It was soon the Ides of March and I was showering. No, this is not a tawdry attempt at Roman erotica.
I’d felt like shit for weeks going on months. Insomnia, night sweats, gut issues. I’d recently moved to Vancouver and I wasn’t happy about it. I attributed it to depression and skimping on food and water. I also pride myself on my high tolerance for pain. But when I’ve been compelled to write, it’s been about friends and artists who got sick and died young. Tragic, infuriating nonsense, often related to living fast and being poor.
Something is up.
The soap slid around my arm pit, and, lo, a lump. Obviously, this thing, the size of a baseball, had been around a while.
“Well, what the fuck.”
And so started my life on cancer. It’s been a month of sudden calls – “Your urgent PET Scan is tonight at 6pm. Don’t eat anything. And avoid contact with all children for 6 hours afterward. That requires me figuring out how to not see my child and make sure she is well cared for. I booked a hotel.
It makes you insane, and it makes you sicker. The stress, the lonliness, the uncertainty, the medical system’s bureaucracy and specialization and patronizing and stench of fluids, alcohol swabs and death.
Advanced breast cancer usually hits younger women – I just turned 40. And because ladies are not covered to get mammograms until age 40, and in some places it’s 50 – if you are an unfortunate, the cancer silently grows and grows and grows until you feel bad in far-off places, not your breast. I’ve got it in my breast and lymph nodes. The radiologists are still conferring about my liver and lungs. There are tumors in both of those organs, but are they bad or good? And so we wait. I’m looking at Stage 4 cancer – that is really rare for an initial diagnosis. Only six percent of women with breast cancer are in my situation from the get-go. But metastatic breast cancer is the number one killer of women in the United States under 50. And the United States has some of the best cancer research institutes in the world.
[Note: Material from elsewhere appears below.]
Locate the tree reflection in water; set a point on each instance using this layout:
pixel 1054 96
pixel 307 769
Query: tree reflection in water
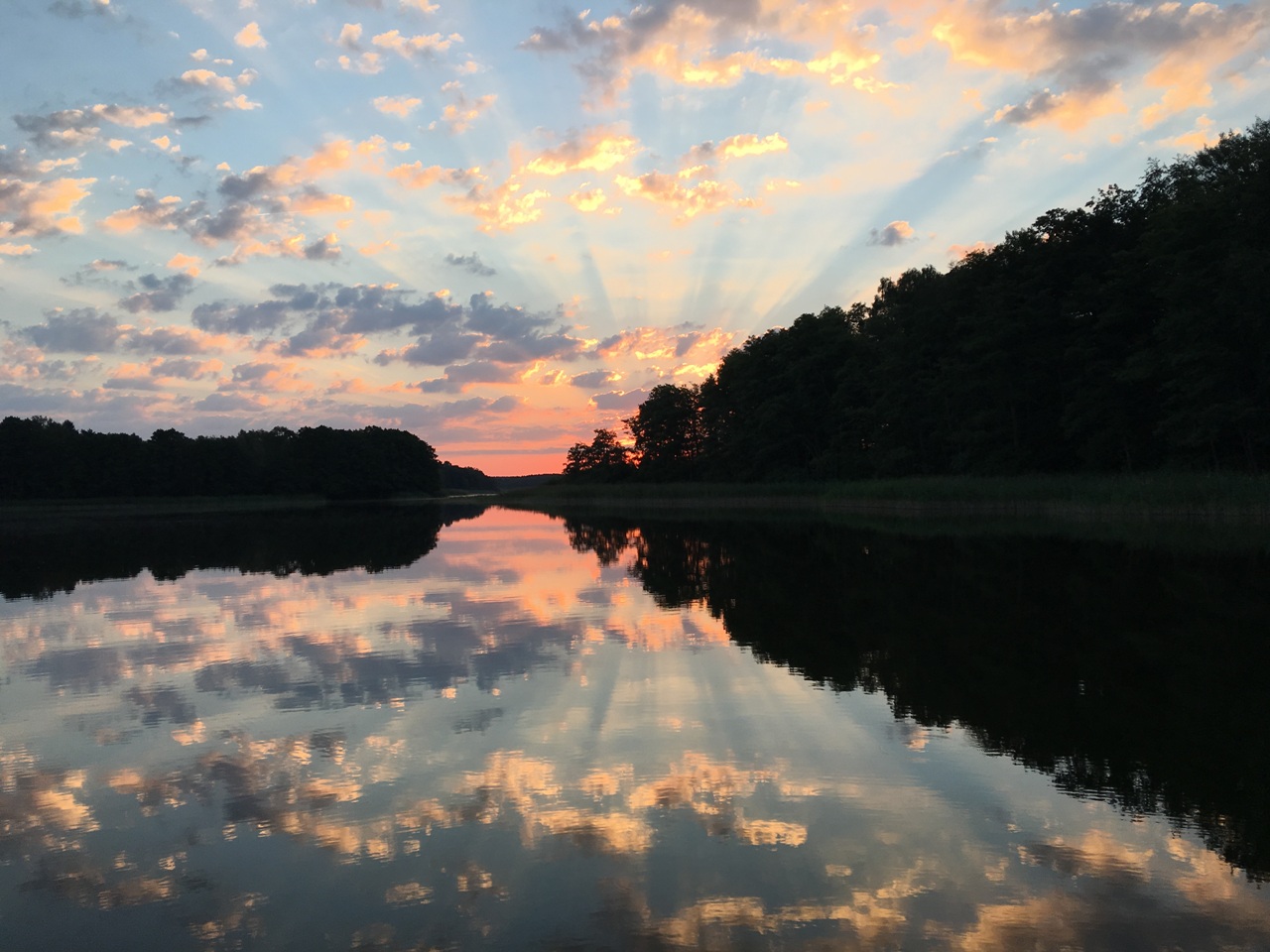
pixel 1125 673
In my family, we have a lot of heart disease, lung cancer, mental illness, and alcoholism – all problems my parents and grandparents created themselves because of how they lived. Right? Well, they are also diseases of the poor, people who cope one way or another with their choices and their heavy histories. But there’s no breast cancer on either side of my family.
I grew up on the banks of the Missouri River, the second biggest sewage pipe in the Midwest, a conduit of all the Big Agriculture runoff for a third of the United States. That thing stinks, it’s big and it’s fetid. The Missouri joins the Mississippi at St. Louis, and the Delta near New Orleans is now a Dead Zone, according to NOAA, that now covers 5,840 miles in the Gulf of Mexico.
When I was a kid, I used to go down to the Missouri River banks, hold my nose and sit among the Poison Oak and Sycamores, swat mosquitoes, pick at ticks, and soak up the closest thing I could get to a wild experience. The Missouri was obviously long dead to nature, levied to the hilt. It resembled more of a canal, but I’d never seen mountains or the Pacific. That was my secret spot. I drank water out of that river until I was 17 and left home.
I can’t help but think of that river when I think about the cancer inside me. It’s also a known, and stoically Midwestern, avoided fact that my home town is a thyroid cancer cluster. The story goes that the winds of nuclear testing in New Mexico in the 40s and 50s blew over my Mid-Missouri, rained down, and, for one, my mom lost her thyroid. Three of my guy friends were diagnosed with thyroid cancer in their 20s and early 30s.
Science doesn’t like to make connections between environmental health and disease. Blame the smokers, drinkers, and stress. St. Louis-based Monsanto has donated so much money to the University of Missouri science research centers that it really should be renamed the University of Monsanto.
But big environmental groups are probably even more culpable. They fret and spend money on fighting the Keystone XL pipeline, and determining which large carnivore is the most photogenic for the grant report, but they’ve forgotten Love Canal, Karen Silkwood, and Rachel Carson. “Public health stories are too complicated, too hard to tell,” I’ve heard in the past. That translates into: “Environmental grantmakers don’t care. So we don’t care.”
But there are reporters out there doing it. Investigate West – run by one of the good environmental reporters in the Pacific Northwest, Robert McClure, is my local source. Environmental Health News has quietly been publishing a succinct daily newsletter for years and years. These sources are concerned with the facts, not framing and messaging and win-win.
Still, we have hell to pay for how we’ve treated The Big Muddy and everything else. And I’m grateful that there are people publicizing these issues.
I have cancer, but it’s not my fault. The fault lies on those who choose to ignore the environmental crises reckoning.
As Rachel Carson wrote: “Why should we tolerate a diet of weak poisons, a home in insipid surroundings, a circle of acquaintances who are not quite our enemies, the noise of motors with just enough relief to prevent insanity? Who would want to live in a world which is just not quite fatal?”
Or maybe “quite” is a reasonable revision of this quote, decades later.
Kristin Kolb writes the Daydream Nation column for CounterPunch magazine.